TAIPEI —
A marine sanctuary proposed by the Philippine president inside a contested South China Sea shoal risks upsetting rival claimant China despite an ecological mission and a recent thaw in relations with the Asian superpower.
Philippine President Rodrigo Duterte told local media in late November he planned to issue an executive order declaring the triangle of water inside Scarborough Shoal a no-fishing zone. Duterte said he had notified his Chinese counterpart of his intention for the shoal, encompassing about 158 square kilometers (58 square miles) of water.
Competing claims
China and the Philippines have tried since August to repair relations damaged in part by competing claims to the tiny land form 198 kilometers (123 miles) west of Luzon Island.

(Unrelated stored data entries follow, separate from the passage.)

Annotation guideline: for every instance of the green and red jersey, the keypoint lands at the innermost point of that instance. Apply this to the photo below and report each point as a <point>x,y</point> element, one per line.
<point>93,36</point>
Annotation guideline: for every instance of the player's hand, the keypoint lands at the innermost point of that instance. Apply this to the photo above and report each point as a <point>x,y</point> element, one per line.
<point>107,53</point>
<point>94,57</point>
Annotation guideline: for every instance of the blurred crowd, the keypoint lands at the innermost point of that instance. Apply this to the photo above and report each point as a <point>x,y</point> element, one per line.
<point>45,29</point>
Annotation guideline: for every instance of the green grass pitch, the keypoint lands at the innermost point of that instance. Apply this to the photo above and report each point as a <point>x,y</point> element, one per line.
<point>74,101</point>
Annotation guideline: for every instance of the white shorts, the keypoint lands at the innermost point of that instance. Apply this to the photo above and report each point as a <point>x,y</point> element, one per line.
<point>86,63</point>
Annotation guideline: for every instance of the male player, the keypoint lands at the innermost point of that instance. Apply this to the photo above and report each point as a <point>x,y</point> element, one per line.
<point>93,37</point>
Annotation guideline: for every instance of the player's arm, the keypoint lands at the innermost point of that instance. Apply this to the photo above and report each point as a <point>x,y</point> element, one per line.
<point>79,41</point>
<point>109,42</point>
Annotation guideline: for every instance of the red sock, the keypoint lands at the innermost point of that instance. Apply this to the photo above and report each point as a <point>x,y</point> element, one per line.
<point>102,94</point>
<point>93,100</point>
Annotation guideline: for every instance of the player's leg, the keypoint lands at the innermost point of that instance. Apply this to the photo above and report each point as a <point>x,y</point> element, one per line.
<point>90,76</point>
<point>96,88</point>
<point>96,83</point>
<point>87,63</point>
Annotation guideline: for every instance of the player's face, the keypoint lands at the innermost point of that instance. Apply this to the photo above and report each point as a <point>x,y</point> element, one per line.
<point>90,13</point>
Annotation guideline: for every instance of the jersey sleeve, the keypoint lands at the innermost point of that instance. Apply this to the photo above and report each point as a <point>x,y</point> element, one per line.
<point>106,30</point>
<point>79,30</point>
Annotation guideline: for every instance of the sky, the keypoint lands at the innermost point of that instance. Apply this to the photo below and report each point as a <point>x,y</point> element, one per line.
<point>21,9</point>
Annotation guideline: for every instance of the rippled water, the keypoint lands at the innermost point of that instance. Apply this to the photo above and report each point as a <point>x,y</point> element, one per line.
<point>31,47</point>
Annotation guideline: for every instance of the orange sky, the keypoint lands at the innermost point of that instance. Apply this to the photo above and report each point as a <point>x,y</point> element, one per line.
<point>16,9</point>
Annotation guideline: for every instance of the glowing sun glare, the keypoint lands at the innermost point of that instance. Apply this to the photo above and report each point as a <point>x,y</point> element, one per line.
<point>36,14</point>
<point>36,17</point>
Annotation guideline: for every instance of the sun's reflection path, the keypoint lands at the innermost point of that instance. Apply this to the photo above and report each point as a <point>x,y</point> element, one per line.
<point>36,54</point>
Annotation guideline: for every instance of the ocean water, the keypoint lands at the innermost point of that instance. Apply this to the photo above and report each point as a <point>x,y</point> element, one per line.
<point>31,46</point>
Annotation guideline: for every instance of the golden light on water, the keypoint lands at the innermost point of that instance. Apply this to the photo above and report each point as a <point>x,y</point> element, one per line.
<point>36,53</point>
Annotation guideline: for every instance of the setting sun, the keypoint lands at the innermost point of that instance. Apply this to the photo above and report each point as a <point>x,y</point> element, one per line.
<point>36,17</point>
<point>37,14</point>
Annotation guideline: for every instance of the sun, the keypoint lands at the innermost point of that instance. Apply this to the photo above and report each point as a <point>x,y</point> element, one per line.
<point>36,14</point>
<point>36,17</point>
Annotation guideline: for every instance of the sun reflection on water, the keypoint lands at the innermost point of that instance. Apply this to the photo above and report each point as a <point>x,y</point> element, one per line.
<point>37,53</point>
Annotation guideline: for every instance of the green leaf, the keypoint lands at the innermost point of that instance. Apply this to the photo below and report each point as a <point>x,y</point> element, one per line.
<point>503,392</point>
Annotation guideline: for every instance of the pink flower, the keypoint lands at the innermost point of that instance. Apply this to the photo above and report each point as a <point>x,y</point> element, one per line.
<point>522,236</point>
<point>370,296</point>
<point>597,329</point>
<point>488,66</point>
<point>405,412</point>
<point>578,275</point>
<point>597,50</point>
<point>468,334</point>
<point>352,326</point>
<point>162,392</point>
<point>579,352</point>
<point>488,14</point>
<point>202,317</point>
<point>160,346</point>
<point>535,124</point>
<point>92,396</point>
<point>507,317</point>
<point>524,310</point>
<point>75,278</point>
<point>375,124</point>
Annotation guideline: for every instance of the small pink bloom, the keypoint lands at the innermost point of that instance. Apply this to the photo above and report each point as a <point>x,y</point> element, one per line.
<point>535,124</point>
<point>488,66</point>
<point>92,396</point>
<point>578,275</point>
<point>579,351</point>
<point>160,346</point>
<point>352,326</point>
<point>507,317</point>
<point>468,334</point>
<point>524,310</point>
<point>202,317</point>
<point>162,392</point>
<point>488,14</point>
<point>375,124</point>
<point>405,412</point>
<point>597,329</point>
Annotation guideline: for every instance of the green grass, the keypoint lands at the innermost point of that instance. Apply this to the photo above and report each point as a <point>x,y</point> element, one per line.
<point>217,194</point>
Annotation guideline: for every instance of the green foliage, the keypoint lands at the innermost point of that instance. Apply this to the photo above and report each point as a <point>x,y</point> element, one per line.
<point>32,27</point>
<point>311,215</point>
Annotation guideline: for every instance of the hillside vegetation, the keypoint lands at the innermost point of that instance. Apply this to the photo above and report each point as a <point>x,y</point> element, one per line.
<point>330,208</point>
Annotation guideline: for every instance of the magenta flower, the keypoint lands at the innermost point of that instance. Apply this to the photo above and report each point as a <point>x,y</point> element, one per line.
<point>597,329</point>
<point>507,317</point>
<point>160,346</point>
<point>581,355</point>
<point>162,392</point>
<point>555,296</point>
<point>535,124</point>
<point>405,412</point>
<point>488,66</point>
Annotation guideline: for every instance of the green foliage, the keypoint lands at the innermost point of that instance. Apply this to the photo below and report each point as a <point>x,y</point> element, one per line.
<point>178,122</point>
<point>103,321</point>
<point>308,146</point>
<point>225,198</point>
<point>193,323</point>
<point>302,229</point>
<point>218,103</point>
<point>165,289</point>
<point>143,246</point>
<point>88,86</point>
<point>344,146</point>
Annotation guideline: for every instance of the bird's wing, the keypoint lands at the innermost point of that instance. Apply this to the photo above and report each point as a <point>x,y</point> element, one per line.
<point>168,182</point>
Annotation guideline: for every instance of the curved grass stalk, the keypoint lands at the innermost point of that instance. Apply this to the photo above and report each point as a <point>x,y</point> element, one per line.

Vessels from China and the Philippines entered a two-month standoff at the shoal in 2012. The president’s order would effectively reassert Philippine sovereignty.
“Designating the Scarborough Shoal area as a marine sanctuary would be a renewed claim by the Philippines to sovereignty over that area,” said Jonathan Spangler, director of the South China Sea Think Tank in Taipei. “Any unilateral actions that imply sovereignty are likely to cause friction between rival claimants, even if they are framed as marine conservation efforts.”
China claims about 95 percent of the South China Sea, including waters west of the Philippine archipelago. It has upset Manila and four other Asian governments since 2010 by reclaiming land for artificial islets, militarizing some of them and passing vessels through tracts of ocean claimed by other countries.